How Quickly Fear, the Quicksand of the Psyche, Can Drown You

The Majesty of Old Grain Silos

I intended to use this trip to meditate on fear. To that purpose, I was far from cheated. I was flabbergasted by own dread, how each evening it reached a pitch and subsided somewhat in the morning when the looming, practical necessity of checking out a motel room or my AirBnb lodging forced that down from a boil to barely a simmer. Plus, anytime I let anxiety retard my launch into the new day, I risked baking longer more in the midday sun and add a dollop of gratuitous, easily-avoidable agony.

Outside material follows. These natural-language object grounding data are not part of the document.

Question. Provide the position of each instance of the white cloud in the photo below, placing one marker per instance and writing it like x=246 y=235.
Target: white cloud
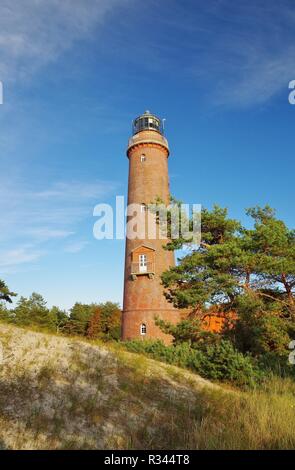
x=18 y=256
x=31 y=218
x=34 y=33
x=45 y=233
x=76 y=247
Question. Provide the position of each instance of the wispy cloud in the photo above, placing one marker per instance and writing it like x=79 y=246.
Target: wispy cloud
x=18 y=256
x=34 y=33
x=239 y=54
x=76 y=247
x=31 y=218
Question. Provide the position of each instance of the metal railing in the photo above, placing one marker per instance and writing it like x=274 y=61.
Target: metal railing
x=148 y=268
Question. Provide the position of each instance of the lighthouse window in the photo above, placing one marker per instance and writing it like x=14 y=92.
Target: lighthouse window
x=143 y=329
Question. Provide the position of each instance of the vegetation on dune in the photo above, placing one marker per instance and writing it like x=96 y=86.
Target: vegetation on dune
x=247 y=275
x=69 y=394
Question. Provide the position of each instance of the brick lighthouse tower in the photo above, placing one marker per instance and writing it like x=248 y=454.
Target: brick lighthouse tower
x=145 y=257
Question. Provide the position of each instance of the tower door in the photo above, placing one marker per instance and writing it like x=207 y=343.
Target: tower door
x=142 y=263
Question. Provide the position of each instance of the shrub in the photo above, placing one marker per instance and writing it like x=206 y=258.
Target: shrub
x=220 y=361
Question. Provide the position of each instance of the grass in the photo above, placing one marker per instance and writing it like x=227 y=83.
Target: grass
x=70 y=394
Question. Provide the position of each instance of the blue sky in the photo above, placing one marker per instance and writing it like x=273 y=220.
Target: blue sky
x=76 y=73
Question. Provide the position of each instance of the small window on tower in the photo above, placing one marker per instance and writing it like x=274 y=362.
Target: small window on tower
x=143 y=329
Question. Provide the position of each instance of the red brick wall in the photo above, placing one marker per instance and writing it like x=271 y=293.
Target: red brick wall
x=143 y=297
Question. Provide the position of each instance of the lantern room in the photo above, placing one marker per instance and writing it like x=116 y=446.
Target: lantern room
x=147 y=122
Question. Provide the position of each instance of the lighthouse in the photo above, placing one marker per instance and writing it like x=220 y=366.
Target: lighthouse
x=145 y=256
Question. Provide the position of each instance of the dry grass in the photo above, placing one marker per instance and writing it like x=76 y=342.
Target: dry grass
x=61 y=393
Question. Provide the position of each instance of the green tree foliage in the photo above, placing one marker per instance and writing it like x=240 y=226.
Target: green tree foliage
x=79 y=317
x=5 y=293
x=32 y=311
x=249 y=271
x=219 y=361
x=105 y=322
x=59 y=317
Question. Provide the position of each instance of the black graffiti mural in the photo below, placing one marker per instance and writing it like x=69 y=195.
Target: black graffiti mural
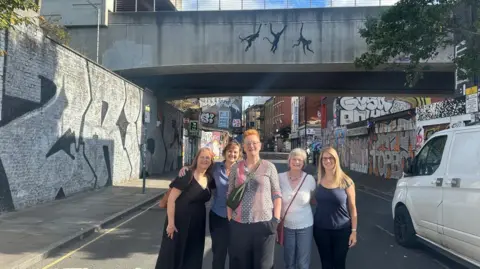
x=305 y=43
x=108 y=163
x=15 y=107
x=249 y=39
x=276 y=38
x=6 y=201
x=69 y=137
x=104 y=111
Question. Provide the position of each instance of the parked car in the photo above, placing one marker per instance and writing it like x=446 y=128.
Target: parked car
x=437 y=200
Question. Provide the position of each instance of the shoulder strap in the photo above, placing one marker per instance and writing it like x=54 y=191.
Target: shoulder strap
x=291 y=201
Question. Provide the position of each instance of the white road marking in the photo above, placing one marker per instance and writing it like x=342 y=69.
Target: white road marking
x=385 y=230
x=441 y=264
x=375 y=195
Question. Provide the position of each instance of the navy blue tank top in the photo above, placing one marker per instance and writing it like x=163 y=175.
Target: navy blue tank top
x=332 y=209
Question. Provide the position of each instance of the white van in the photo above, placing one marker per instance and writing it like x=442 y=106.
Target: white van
x=438 y=198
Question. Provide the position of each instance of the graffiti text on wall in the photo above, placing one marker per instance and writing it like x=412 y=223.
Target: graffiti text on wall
x=354 y=109
x=207 y=117
x=447 y=108
x=389 y=151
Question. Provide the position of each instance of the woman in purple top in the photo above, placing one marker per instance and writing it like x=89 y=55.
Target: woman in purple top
x=219 y=224
x=335 y=219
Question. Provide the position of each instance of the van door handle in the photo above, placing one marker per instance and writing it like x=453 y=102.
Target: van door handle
x=456 y=182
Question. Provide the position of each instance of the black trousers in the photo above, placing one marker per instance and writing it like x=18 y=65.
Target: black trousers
x=252 y=246
x=332 y=246
x=219 y=231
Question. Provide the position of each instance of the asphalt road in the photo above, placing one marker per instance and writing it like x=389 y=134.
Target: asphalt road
x=136 y=243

I feared the passage across the Upper Peninsula perhaps the most; my one dated impression of it—from a trip there long ago—was that its legendary serene beauty was hooked up inextricably with isolation and long stretches where persons were rare and cell phone coverage and the opportunity for rescue, spotty. It didn’t help that my Port Washington naysayer friend, George, had gloomily forewarned me about how “rough the hills were up there”. (I’m not dissing George; I liked George; I know he was only trying to help.)

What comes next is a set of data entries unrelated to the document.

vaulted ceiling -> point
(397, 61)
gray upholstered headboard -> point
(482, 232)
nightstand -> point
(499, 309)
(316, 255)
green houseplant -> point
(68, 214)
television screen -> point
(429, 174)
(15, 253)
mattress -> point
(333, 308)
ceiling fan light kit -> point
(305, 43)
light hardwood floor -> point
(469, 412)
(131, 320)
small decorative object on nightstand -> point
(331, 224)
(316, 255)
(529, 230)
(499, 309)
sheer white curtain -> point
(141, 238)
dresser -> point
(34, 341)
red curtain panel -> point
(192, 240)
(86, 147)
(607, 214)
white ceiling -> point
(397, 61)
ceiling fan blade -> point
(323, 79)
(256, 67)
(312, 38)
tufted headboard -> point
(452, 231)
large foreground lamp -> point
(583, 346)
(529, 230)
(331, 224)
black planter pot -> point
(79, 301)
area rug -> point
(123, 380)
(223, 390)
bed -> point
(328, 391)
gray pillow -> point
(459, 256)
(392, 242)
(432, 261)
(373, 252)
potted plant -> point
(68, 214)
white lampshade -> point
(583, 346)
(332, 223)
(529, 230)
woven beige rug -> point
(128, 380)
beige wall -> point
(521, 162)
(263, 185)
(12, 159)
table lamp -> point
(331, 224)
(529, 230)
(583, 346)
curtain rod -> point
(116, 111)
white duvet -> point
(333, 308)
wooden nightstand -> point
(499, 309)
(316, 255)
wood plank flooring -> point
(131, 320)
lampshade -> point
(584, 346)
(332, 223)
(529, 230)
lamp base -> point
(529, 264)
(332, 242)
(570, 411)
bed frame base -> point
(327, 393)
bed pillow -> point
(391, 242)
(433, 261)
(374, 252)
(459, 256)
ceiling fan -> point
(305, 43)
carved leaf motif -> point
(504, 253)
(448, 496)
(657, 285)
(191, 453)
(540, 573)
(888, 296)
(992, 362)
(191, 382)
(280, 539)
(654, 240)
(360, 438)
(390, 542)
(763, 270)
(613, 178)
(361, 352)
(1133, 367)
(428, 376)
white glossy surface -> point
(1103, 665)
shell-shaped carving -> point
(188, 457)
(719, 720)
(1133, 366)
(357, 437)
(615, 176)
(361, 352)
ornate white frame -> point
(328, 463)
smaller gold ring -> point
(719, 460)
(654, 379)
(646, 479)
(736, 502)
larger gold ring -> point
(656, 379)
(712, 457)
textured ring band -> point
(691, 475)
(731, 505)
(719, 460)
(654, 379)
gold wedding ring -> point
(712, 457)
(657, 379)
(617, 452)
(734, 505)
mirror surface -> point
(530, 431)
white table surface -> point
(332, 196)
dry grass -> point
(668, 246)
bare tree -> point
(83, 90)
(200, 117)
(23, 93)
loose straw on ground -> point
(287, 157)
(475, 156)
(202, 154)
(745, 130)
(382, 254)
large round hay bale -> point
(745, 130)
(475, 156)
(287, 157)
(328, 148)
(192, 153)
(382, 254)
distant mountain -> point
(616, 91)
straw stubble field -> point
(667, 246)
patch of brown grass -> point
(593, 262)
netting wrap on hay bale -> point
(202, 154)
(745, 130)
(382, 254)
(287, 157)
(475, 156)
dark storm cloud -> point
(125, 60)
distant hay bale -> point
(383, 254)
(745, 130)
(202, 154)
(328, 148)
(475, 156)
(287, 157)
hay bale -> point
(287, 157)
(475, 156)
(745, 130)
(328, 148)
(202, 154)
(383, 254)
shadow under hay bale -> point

As the UP loomed closer, I was three riding days away from Escanaba, I thought about fear more acutely. I had thought about

I hadn’t completely remembered Roosevelt’s observation, the one we all know, about fearing fear itself and that what that explains is that fear is insidious. So, very simply, in my example, I didn’t look and plan properly for the trek across the UP for fear of what I would find and then—not knowing what I would find—I compounded my fear. Fear generates fear. It’s the breeder reactor of the human psyche.

I had thought about Roosevelt’s maxim on this trip already but hadn’t really allowed it to sink in and affect my manner.

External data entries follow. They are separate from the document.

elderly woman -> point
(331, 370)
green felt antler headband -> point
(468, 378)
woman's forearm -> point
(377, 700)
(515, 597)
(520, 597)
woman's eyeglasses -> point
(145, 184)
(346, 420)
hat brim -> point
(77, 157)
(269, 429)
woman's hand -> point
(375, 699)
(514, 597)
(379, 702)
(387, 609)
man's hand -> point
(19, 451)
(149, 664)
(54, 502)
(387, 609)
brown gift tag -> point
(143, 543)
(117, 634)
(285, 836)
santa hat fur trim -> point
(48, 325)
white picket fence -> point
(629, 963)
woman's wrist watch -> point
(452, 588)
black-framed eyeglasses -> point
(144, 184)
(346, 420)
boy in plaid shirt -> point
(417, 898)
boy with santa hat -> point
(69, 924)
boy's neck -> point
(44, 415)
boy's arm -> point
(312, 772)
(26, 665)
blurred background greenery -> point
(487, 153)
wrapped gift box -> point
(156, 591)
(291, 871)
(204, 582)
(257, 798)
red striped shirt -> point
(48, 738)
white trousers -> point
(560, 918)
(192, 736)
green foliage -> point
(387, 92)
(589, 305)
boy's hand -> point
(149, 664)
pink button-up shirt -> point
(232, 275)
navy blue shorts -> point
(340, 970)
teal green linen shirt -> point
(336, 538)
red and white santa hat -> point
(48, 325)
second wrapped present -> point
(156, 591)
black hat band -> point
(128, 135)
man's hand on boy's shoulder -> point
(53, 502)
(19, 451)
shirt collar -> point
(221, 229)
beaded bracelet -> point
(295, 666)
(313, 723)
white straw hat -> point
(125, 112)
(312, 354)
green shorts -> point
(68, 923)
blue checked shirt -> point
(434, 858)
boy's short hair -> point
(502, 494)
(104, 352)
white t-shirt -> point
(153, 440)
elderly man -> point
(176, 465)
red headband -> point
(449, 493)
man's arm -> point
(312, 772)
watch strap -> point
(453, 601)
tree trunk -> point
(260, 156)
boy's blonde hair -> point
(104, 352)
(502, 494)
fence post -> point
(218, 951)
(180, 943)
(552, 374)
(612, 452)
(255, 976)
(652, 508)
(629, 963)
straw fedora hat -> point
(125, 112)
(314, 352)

I can’t claim that I reasoned this out (hey, we’re talking about fear). I did finally intuit it and started to study the route more closely.

First of three upcoming long, looming legs on the trek

Please smile with me when I tell you swapping knowledge for ignorance hardly helped at all. My fears, it seems, were largely justified and not as exaggerated or chimerical as I had hoped.

It was isolated; there would be long stretches between lodging. The only AirBnb across the whole swoop of Route 2, was a large tent near St. Ignace you could let for $30 per diem. It looked like I would have to make a 56 mile ride from Menominee to Escanaba, then two back to back 60+ mile rides to skip from Escanaba to Manistique and Manistique to St. Ignace.

Yet knowledge trumps ignorance if only by a smidgen. At least now I could gird myself with a better idea of the challenge ahead. Just knowing what I was up against seemed to nudge everything ever so slightly in my favor. I felt a little less gloomy about my chances.

Fear has many arresting analogies. The old-fashioned notion of “the devil”, this thing inside of ourselves with which we are constantly waging war, is one. In a religious, theological, or spiritual context, it has everything to do with an absence of faith (however you choose to envision God). It is insidious, exactly the way degenerate diseases like diabetes are insidious.

I have dug a little deeper into an old conviction: viz. that fear is the quicksand of our spiritual lives, a capacity within us that can drown the spirit and nullify any potential we might have for good.